There is an element of intellectual elitist in Voelker. In Anatomy, there are references to: Cyrano de Bergerac, Thomas Wolfe, Henry James, Justice Hughes, Thorsten Veblen, Rostland, William Hazlitt, Churchill, William Blake, Roxanne and Cyrano: These are not references that trip off the tongues of everyday trout bums or Yoopers or we common folk below the bridge. This is ethereal stuff way beyond most trouters. My late mom was from Mississippi, Mize in Sullivan County to be precise and I remember being there one time and my cousins and their friends sort of hanging open-mouthed over my Yankee “tawk” and one of them finally declaring, “We don’t unnerstand a damn thing you sayin ’yank, but you sure make it innerestin.’” I think this phenomenon applies to John Voelker as well, and it was but one of his gifts.
I once knew a trout bum, an enlisted nuclear submariner of Vietnam vintage, later a professional school custodian, whose hobbies were — after trout and smallmouth bass — interstellar mathematics and theoretical physics, planetary masses spinning …and black holes sucking…and so forth. He didn’t write like Hizzonner, but he thought like him and had the same kind of mind, including extreme fixations on trout. Trout fishing and writing attract some strange folk, me included.
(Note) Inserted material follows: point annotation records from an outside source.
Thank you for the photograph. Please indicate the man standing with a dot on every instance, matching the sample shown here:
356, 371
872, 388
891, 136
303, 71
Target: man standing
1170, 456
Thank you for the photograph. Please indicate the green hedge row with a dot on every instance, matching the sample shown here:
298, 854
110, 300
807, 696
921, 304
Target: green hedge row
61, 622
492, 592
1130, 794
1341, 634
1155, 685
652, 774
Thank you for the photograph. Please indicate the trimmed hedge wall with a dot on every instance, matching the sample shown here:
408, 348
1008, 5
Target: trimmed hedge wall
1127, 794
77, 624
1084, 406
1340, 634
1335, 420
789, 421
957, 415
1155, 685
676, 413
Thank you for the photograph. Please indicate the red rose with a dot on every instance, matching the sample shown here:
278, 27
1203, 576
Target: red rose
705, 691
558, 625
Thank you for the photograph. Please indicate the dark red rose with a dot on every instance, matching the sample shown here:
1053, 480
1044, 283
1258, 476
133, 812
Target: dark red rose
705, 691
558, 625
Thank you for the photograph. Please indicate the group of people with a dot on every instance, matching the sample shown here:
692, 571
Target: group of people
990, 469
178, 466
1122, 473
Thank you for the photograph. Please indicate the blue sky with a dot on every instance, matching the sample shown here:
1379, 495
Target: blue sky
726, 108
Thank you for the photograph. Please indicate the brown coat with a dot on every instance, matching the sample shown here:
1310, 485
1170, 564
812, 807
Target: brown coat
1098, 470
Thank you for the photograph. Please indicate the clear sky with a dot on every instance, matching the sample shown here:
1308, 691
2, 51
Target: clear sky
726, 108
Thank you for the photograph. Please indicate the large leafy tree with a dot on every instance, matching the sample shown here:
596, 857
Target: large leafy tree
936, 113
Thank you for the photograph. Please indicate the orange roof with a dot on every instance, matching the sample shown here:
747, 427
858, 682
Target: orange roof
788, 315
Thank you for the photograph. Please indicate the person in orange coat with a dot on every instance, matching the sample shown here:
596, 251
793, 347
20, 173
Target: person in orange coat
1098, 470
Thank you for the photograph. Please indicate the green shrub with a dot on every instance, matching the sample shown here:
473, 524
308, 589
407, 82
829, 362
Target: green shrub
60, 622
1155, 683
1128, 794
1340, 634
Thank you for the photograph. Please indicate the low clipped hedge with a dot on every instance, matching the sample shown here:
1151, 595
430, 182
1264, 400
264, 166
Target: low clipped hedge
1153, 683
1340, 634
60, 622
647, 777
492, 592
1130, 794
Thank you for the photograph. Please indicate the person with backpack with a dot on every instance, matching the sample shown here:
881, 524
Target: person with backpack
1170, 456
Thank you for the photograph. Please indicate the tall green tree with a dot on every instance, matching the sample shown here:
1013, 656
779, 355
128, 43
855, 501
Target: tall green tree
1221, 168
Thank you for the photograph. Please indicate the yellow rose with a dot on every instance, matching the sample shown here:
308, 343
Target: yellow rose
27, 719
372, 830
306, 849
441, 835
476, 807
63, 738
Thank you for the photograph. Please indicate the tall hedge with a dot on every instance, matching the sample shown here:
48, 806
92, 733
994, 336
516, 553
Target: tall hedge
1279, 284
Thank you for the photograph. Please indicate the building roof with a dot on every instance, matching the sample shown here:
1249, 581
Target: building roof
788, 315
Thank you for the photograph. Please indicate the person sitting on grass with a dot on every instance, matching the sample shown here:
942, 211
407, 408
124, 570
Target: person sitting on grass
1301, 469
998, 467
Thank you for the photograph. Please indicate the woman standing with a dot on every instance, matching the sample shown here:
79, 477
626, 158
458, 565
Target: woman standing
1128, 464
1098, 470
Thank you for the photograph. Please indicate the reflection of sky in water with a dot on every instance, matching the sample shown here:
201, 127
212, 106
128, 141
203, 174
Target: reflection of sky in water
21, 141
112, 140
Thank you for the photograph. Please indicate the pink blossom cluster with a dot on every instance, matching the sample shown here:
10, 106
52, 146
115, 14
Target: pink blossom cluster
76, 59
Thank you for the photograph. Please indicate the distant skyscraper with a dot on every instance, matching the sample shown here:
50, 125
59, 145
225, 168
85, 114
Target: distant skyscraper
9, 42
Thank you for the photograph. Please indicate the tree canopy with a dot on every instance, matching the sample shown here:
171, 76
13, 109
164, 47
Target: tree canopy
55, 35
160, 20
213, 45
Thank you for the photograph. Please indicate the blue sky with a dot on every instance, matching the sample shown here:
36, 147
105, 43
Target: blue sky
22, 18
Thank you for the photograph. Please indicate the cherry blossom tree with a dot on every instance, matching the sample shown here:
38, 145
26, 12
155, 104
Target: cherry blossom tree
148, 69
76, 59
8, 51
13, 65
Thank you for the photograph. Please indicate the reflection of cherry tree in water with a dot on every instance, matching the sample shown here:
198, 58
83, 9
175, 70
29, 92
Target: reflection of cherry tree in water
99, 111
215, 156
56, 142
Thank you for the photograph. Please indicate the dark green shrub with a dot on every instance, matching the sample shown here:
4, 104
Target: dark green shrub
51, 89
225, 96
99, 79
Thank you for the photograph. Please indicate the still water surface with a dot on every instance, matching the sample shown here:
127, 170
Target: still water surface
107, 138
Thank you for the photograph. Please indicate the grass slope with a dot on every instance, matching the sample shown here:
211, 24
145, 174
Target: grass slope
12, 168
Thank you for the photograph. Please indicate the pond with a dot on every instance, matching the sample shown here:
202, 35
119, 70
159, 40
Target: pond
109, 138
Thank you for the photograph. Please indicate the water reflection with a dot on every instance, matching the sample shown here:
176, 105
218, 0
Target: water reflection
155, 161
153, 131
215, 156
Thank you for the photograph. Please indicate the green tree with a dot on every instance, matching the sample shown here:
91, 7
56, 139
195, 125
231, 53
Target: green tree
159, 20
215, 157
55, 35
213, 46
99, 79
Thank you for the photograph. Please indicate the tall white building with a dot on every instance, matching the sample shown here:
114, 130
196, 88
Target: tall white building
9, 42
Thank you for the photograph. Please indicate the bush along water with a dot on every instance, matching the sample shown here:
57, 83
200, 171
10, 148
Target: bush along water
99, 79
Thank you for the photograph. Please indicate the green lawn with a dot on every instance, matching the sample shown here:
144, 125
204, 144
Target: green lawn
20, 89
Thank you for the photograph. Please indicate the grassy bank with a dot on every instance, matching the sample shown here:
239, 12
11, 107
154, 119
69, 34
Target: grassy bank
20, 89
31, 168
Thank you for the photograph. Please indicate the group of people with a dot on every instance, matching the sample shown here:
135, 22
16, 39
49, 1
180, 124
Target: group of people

John’s dialog doesn’t sound like the way people up there spoke in his time. And again, it is suggestive of Yooper professional aristocracy, not hardscrabble Finns and Italians of the mines and woods. A lawyer scratching out a living is different than a pulpie scratching out a living. Some of the dialog between the law partners smack of attempting to humanize case law and theory into conversation that’s filled with information and informative, but somewhat thuds on the ear, more like expository chitchat than realistic human dialogue.
How about John’s vocabulary? Such words as saurian, harridan, undulant, lissome, stolid, public pettifogging, tympanist, mountebank, sylvan, sapient, pixilated, hoydenishly….all these terms sliding seamlessly into his sentences thereby suggesting something markedly different than an address to the common man.
Thank the gods, Hizzoner John Voelker was a very uncommon man and individual. It‘s been an honor to be here. Thank you for listening.